2. A person who has a certificate under Article 17 (1) issued by means of information processing, etc. after entering false information or improper orders in a computer or any other information processing device of an electronic trade infrastructure business entity, in violation of Article 20 (2).

(2) A person who attempts to commit a crime as described in paragraph (1) shall be punished.

31. (Penalty Provisions)

Any of the following persons shall be punished by imprisonment with labor for not more than five years or by a fine not exceeding 50 million won:

1. A person who conducts the business affairs provided for in Article 6 (2) 1 through 3 without having been designated as an electronic trade infrastructure business entity, in violation of Article 6 (3);

2. A person who damages any electronic document recorded in the computer files of an electronic trade infrastructure business entity, a person sending or receiving electronic trade document, a trader, or a trade-related agency, or any trade information entered in their database, or infringes on their business secret, in violation of Article 20 (3);

3. A person who divulges or abuses any confidential information pertaining to electronic trade documents or trade information that he/she has become aware of in conducting business, in violation of Article 20 (4);

4. An electronic trade infrastructure business entity who fails to keep electronic documents or databases for three years, in violation of Article 20 (5).

32. (Penalty Provisions)

A person who conducts business affairs falling under any subparagraph of Article 12 (1) by means of electronic documents without using electronic trade infrastructure in violation of the proviso to Article 12 (1) shall be punished by a fine not exceeding 20 million won.
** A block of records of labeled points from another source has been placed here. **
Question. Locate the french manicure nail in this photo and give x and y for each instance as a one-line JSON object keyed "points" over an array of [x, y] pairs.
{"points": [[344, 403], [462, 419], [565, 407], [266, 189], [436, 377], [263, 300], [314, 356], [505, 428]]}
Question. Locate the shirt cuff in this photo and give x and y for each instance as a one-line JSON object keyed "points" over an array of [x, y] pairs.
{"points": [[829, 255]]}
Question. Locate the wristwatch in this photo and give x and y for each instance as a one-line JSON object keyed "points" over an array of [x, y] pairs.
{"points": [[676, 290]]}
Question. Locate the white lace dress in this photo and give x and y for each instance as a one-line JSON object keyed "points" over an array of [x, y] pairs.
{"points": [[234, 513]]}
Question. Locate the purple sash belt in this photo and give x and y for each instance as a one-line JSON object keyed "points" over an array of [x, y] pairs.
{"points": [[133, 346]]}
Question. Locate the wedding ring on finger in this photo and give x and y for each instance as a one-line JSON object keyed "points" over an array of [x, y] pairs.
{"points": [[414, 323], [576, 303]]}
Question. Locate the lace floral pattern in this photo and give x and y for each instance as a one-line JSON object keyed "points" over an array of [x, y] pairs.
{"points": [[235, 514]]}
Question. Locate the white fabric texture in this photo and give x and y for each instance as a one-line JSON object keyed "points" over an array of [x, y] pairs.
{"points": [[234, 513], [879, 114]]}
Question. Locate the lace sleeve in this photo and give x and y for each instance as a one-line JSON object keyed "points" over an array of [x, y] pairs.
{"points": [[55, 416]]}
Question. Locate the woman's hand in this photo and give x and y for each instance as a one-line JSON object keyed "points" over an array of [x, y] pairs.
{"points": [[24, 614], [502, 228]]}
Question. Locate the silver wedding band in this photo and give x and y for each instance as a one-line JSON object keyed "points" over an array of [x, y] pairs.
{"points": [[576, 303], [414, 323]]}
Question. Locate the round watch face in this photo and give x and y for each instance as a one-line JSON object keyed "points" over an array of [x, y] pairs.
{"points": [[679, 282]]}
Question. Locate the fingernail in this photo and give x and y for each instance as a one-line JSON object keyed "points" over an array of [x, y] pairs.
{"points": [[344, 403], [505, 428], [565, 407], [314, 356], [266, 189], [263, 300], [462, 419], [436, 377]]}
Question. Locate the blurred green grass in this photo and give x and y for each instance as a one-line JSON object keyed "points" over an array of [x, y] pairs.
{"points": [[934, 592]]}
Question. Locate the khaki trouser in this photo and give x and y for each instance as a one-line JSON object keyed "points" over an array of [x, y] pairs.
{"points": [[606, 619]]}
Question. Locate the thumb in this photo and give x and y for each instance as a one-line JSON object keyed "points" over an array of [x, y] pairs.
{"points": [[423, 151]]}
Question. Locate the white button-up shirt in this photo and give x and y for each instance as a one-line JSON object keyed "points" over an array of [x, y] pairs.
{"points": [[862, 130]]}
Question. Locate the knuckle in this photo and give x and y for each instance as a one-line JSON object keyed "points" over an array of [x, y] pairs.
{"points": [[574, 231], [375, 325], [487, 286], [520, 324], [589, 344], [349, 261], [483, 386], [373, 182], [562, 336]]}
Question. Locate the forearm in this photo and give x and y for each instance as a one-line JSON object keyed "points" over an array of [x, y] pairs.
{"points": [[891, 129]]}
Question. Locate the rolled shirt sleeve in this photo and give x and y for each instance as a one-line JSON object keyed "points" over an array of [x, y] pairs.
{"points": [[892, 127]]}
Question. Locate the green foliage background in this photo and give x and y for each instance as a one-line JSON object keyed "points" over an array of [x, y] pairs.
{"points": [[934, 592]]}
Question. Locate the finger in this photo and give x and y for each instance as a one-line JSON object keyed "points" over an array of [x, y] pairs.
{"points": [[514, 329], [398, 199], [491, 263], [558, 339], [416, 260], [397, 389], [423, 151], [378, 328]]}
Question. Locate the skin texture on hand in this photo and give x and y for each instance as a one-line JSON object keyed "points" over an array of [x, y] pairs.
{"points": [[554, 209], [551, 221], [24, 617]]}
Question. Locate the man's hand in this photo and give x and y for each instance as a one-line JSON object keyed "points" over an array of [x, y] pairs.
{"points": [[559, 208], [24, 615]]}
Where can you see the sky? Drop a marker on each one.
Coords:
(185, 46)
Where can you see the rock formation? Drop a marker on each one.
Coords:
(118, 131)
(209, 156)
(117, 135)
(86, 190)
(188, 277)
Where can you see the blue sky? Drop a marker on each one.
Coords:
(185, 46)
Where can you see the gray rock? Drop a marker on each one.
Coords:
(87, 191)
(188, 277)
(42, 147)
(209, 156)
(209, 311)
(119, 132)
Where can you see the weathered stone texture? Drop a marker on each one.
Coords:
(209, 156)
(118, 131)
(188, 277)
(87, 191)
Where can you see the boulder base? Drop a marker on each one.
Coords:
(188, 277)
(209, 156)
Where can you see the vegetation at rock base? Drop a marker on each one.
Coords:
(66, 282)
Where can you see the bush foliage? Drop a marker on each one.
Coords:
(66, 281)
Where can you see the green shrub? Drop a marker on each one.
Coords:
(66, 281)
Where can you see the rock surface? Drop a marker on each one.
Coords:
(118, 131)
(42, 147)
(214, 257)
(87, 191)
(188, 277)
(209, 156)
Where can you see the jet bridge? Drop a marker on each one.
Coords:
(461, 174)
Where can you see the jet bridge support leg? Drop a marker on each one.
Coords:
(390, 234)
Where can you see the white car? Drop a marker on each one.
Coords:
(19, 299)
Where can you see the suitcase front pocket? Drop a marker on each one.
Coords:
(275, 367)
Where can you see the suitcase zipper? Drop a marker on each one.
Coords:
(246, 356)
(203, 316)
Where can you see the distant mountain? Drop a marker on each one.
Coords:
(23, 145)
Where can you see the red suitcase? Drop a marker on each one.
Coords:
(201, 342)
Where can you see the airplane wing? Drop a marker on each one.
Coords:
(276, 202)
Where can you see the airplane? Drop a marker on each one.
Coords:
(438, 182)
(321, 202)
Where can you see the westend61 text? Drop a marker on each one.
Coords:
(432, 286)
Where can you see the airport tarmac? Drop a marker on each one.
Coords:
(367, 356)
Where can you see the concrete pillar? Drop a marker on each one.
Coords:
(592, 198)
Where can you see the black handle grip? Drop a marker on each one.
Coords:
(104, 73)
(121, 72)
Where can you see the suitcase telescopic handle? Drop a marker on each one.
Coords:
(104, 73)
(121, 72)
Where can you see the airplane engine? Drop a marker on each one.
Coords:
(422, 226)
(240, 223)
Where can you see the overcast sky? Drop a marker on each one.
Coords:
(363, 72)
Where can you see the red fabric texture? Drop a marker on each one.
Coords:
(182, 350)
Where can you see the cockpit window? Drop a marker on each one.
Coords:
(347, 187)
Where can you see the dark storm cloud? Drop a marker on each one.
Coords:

33. (Joint Penalty Provisions)

If the representative of a corporation, or an agent, or employee of, or any other person employed, by the corporation or an individual commits any violation falling under any of Articles 30 through 32 in conducting business affairs of the corporation or individual, not only shall such violator be punished, but also the corporation or individual shall be punished by a fine referred to in the relevant provisions: Provided, That this shall not apply to cases where such corporation or individual has not negligent in giving due attention and supervision concerning the relevant duties in order to prevent such offence.